Personally, I believe the best thing to do is what the new Nobel prize winning economist William Nordhaus has been advocating: put a price on carbon.

How exactly? In an interview in the New York Times, Nordhaus discusses how this could best be done. It should be framed, he says, not as a cost, but as a “financial windfall for taxpayers”.

In other words, carbon should be taxed and the taxes spent so that all citizens benefit. He mentions the EU ETS as an example of how NOT to do it, and British Columbia (Canada) and South Korea as good models.

“We learned with the European Union that once you go beyond the simple, idealized version of carbon prices and into implementation, it’s a very different thing”, says Nordhaus. “One of the things we found out: One of the problems with cap and trade [a system in which governments place a cap on countries’ carbon-dioxide pollution and companies then pay for, and trade, credits that permit them to pollute] is that it is dependent on predicting what future emissions will be. But if those projections are wrong, the system fails.”

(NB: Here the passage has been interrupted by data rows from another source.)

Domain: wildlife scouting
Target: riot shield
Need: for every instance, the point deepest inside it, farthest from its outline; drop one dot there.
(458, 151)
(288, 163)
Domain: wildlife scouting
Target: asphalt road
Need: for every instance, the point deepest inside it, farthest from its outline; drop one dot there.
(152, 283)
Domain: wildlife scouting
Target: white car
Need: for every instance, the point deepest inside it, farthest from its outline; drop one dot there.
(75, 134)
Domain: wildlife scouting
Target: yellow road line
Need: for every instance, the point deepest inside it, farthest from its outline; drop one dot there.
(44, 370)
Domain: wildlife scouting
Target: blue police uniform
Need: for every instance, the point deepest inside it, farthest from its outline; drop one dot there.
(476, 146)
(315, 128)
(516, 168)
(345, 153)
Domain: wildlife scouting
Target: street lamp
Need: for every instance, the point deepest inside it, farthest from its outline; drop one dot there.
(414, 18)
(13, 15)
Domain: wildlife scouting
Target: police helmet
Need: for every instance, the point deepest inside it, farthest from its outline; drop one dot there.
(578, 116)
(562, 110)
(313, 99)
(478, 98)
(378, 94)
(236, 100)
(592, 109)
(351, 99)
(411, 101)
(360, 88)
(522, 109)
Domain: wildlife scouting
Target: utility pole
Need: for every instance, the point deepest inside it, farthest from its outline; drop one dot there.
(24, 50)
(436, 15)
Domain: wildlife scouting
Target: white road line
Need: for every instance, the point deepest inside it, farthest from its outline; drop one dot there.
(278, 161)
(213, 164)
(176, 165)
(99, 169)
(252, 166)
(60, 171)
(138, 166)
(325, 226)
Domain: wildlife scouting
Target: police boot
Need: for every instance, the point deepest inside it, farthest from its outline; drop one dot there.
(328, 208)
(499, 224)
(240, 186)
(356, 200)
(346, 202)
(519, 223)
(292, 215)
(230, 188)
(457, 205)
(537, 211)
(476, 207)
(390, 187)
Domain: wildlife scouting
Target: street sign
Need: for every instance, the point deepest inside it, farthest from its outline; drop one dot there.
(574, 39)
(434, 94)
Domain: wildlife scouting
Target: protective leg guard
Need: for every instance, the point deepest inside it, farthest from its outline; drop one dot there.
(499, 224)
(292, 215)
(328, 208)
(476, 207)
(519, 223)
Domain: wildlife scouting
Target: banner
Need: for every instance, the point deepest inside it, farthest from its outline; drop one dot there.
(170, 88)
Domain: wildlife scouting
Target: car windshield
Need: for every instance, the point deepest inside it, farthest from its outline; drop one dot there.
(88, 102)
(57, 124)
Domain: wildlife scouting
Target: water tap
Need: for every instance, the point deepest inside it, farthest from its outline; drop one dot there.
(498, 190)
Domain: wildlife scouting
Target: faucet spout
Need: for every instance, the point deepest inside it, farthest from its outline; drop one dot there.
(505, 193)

“With the E.U., their projected carbon emissions were high, but the actual carbon emissions were low, and the carbon price fell drastically, from $30 to $40 per ton down to single digits. So the price was so low it did not have an effect in lowering emissions. It was flawed design. If the models had predicted too few emissions, and the price had gone to $1,000 per ton. we would have had a different problem.

The carbon tax has different problems, but not this one. The price of carbon is independent of the amount of emissions.”

The best model Nordhaus has encountered so far is British Columbia. “You raise electricity prices by $100 a year, but then the government gives back a dividend that lowers internet prices by $100 year. In real terms, you’re raising the price of carbon goods but lowering the prices of non-carbon-intensive goods. That’s the model of how something like this might work. It would have the right economic effects but politically not be so toxic. The one in British Columbia is not only well designed but has been politically successful.”

***

Note that even ExxonMobil is lobbying for a carbon tax nowadays, although that might not necessarily be a recommendation.

The US oil giant, known for its lobbying efforts against climate change policies, announced recently that it will spend $1 million over two years to lobby for a carbon tax. The company has long favored carbon taxes, but it’s the first time it will put real money behind the idea.

But website Vox reports that there is a catch: in exchange for a tax, Exxon apparently wants immunity from all climate lawsuits in the future.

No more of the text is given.